Patrick Vogt picture Patrick Vogt · Jan 13, 2017 · Viewed 13.8k times · Source

Currently I am working at an algorithm to encode a normal string with each possible character to a Base36 string.

I have tried the following but it doesn't work.

public static String encode(String str) {
    return new BigInteger(str, 16).toString(36);
}

I guess it's because the string is not just a hex string. If I use the string "Hello22334!" In Base36, then I get a NumberFormatException.

My approach would be to convert each character to a number. Convert the numbers to the hexadecimal representation, and then convert the hexstring to Base36.

Is my approach okay or is there a simpler or better way?

Answer

Christoffer Hammarström picture Christoffer Hammarström · Jan 13, 2017

First you need to convert your string to a number, represented by a set of bytes. Which is what you use an encoding for. I highly recommend UTF-8.

Then you need to convert that number, set of bytes to a string, in base 36.

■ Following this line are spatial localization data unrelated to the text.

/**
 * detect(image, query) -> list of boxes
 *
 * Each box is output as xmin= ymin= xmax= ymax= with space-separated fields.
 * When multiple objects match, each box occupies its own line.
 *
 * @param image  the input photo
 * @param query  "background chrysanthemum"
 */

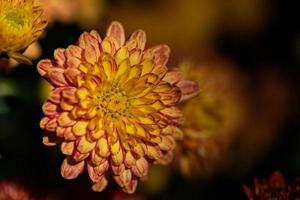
xmin=172 ymin=59 xmax=291 ymax=179
xmin=172 ymin=59 xmax=248 ymax=177
xmin=243 ymin=172 xmax=300 ymax=199
xmin=0 ymin=0 xmax=47 ymax=65
xmin=37 ymin=21 xmax=198 ymax=193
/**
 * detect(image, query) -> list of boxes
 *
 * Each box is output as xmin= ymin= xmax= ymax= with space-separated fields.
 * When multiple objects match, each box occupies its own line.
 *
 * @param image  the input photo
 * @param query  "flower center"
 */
xmin=4 ymin=11 xmax=25 ymax=29
xmin=97 ymin=83 xmax=131 ymax=119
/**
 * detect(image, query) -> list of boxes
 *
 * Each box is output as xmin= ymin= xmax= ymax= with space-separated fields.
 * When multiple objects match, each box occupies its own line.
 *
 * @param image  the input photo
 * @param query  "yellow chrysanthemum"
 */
xmin=174 ymin=60 xmax=248 ymax=177
xmin=37 ymin=22 xmax=198 ymax=193
xmin=0 ymin=0 xmax=47 ymax=64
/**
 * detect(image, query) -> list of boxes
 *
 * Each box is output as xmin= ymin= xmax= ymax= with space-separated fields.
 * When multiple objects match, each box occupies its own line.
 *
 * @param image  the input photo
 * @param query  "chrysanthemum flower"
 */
xmin=0 ymin=0 xmax=47 ymax=64
xmin=173 ymin=60 xmax=248 ymax=177
xmin=243 ymin=171 xmax=300 ymax=200
xmin=37 ymin=22 xmax=198 ymax=193
xmin=174 ymin=60 xmax=291 ymax=178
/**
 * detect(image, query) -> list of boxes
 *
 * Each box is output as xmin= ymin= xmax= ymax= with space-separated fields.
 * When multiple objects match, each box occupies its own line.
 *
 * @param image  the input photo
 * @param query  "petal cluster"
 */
xmin=37 ymin=22 xmax=198 ymax=193
xmin=0 ymin=0 xmax=47 ymax=64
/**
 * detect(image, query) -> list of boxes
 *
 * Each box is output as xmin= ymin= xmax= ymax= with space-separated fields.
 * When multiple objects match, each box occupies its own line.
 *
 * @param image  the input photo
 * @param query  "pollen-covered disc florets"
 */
xmin=37 ymin=21 xmax=198 ymax=193
xmin=0 ymin=0 xmax=47 ymax=64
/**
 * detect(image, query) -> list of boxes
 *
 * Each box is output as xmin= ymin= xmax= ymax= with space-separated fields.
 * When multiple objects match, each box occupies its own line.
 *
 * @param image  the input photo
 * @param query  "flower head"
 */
xmin=37 ymin=22 xmax=198 ymax=193
xmin=173 ymin=60 xmax=247 ymax=177
xmin=0 ymin=0 xmax=47 ymax=64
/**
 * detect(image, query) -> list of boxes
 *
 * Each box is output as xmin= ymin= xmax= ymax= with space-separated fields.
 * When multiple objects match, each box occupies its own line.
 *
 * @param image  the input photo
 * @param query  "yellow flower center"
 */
xmin=4 ymin=11 xmax=25 ymax=29
xmin=97 ymin=83 xmax=131 ymax=119
xmin=0 ymin=0 xmax=47 ymax=53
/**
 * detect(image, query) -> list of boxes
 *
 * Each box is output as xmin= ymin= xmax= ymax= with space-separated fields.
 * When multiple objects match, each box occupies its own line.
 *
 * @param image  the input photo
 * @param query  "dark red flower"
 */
xmin=243 ymin=171 xmax=300 ymax=200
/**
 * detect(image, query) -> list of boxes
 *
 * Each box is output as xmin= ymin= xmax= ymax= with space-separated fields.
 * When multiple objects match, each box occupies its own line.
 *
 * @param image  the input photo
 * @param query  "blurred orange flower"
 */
xmin=173 ymin=60 xmax=291 ymax=178
xmin=36 ymin=0 xmax=105 ymax=29
xmin=37 ymin=22 xmax=198 ymax=193
xmin=173 ymin=59 xmax=248 ymax=177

byte[] bytes = string.getBytes(StandardCharsets.UTF_8); 
String base36 = new BigInteger(1, bytes).toString(36);

To decode:

byte[] bytes = new Biginteger(base36, 36).toByteArray();
// Thanks to @Alok for pointing out the need to remove leading zeroes.
int zeroPrefixLength = zeroPrefixLength(bytes);
String string = new String(bytes, zeroPrefixLength, bytes.length-zeroPrefixLength, StandardCharsets.UTF_8));

private int zeroPrefixLength(final byte[] bytes) {
    for (int i = 0; i < bytes.length; i++) {
        if (bytes[i] != 0) {
            return i;
        }
    }
    return bytes.length;
}